Additionally I think samba-tool dbcheck should check and --fix the sort order if that's relevant/critical to the operation.
Comment 9 Andrew Bartlett 2015-07-15 21:03:18 UTC
Thanks for re-raising this, as I actually have a client issue with the same problem, and it helped me understand what is really going on.  

Indeed, a database created with custom schema prior to 61b978872fe86906611f64430b2608f5e7ea7ad8 (or a backported version of that patch) would indeed have custom schema sorted in front of objectclass.

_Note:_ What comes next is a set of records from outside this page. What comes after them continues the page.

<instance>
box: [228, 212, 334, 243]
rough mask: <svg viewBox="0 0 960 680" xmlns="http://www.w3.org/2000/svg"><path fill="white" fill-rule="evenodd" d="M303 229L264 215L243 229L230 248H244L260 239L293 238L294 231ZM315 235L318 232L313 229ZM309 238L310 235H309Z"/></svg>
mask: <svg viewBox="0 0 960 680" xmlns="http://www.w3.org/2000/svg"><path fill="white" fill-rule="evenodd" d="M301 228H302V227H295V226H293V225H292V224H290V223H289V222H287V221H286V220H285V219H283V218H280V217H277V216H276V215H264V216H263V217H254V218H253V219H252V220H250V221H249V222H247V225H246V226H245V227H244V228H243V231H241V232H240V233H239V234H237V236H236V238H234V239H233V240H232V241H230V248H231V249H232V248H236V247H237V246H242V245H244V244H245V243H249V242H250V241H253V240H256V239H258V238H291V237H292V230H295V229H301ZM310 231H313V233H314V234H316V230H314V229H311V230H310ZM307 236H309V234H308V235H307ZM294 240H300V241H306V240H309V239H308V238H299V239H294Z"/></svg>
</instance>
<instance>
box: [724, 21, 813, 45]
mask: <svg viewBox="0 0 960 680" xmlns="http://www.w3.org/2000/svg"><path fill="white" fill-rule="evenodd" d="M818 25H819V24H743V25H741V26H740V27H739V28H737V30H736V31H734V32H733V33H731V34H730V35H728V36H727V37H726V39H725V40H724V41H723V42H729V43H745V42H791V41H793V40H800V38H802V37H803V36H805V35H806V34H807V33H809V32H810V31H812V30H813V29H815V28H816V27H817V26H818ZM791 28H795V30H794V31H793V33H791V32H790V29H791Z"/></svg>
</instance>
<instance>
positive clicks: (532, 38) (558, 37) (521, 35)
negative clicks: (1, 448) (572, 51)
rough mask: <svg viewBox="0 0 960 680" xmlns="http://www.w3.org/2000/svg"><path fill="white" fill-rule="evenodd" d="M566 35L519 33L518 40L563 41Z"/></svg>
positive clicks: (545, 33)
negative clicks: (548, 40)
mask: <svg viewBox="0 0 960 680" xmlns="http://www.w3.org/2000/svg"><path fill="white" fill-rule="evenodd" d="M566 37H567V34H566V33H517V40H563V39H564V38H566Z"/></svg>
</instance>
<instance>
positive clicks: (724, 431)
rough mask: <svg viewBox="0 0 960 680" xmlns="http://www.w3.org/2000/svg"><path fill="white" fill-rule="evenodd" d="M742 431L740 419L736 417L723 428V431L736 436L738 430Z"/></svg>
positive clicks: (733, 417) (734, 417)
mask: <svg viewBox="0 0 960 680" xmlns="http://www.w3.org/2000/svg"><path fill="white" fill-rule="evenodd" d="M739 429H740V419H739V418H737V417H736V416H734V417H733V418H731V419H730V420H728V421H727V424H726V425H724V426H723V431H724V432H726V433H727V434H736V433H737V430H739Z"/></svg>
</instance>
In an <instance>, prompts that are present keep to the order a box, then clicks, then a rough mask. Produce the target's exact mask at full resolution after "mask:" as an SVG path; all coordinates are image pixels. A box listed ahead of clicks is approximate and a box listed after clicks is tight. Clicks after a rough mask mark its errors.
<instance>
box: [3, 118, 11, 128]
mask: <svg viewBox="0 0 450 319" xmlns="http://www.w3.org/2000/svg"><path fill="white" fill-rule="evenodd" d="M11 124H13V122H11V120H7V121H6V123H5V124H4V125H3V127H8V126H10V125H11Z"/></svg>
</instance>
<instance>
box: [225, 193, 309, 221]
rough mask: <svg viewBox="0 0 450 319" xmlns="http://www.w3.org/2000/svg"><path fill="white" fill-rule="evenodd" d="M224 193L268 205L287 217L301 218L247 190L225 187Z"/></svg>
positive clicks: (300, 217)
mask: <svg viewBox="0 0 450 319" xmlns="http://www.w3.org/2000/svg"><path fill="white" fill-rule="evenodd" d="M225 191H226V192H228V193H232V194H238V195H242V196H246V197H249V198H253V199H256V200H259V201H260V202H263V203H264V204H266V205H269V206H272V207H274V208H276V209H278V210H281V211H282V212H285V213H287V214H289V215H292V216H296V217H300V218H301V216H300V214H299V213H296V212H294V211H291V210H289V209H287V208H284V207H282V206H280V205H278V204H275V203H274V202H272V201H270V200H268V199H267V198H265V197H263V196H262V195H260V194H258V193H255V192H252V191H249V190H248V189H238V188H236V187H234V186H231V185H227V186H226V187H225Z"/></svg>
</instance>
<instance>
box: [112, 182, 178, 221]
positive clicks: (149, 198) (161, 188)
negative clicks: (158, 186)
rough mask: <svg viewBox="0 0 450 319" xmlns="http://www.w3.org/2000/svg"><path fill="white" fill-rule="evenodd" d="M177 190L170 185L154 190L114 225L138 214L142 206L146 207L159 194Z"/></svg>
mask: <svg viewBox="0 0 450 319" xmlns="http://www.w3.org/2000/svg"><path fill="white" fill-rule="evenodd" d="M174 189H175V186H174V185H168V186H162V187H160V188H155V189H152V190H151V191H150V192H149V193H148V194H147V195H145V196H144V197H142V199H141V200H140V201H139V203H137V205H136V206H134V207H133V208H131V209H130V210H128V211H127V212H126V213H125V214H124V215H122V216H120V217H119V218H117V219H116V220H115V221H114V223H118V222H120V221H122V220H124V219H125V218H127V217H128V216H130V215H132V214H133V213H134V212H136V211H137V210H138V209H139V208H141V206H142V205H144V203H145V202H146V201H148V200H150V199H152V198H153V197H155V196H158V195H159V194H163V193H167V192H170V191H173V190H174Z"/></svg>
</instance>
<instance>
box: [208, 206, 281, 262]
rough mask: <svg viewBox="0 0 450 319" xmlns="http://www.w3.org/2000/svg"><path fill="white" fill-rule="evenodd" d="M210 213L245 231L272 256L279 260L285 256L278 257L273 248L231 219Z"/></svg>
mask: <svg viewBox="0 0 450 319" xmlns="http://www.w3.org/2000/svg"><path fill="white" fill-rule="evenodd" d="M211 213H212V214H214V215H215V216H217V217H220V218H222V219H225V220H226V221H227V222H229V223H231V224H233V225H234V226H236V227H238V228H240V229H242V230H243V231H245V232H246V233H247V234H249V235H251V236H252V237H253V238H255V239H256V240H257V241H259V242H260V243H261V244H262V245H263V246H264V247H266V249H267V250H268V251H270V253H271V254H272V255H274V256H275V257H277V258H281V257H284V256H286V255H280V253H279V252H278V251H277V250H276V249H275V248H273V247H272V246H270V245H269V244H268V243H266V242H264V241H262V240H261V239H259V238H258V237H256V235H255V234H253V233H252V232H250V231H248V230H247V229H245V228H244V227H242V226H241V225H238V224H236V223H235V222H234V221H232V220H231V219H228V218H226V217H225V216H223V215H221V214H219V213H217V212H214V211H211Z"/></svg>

I agree, we need to write a dbcheck rule to find and fix this.
Comment 10 Andrew Bartlett 2015-08-14 03:04:46 UTC
BTW, patches for this are on the mailing list.  I have dbcheck patches to re-sort the replPropertyMetaData, which will fix the old entries in the database before we started storing them sorted correctly
Comment 11 Stefan Metzmacher 2015-09-04 10:47:52 UTC
(In reply to Andrew Bartlett from comment #10)

Fixed in v4-3-test
Comment 12 Narendra Kumar 2015-11-02 12:28:02 UTC
(In reply to Peter Gerritsen from comment #4
Hi Andrew,
 
I am facing same issue can you please proivde me patch link so that i can remove this bug.
Comment 13 Andrew Bartlett 2015-11-16 08:54:59 UTC
No standalone patch is available for this (due to the scope of the change). 

You need to upgrade to Samba 4.3, then run dbcheck to fix the corrupt database.  Then you can join additional Samba 4.3 servers to the domain.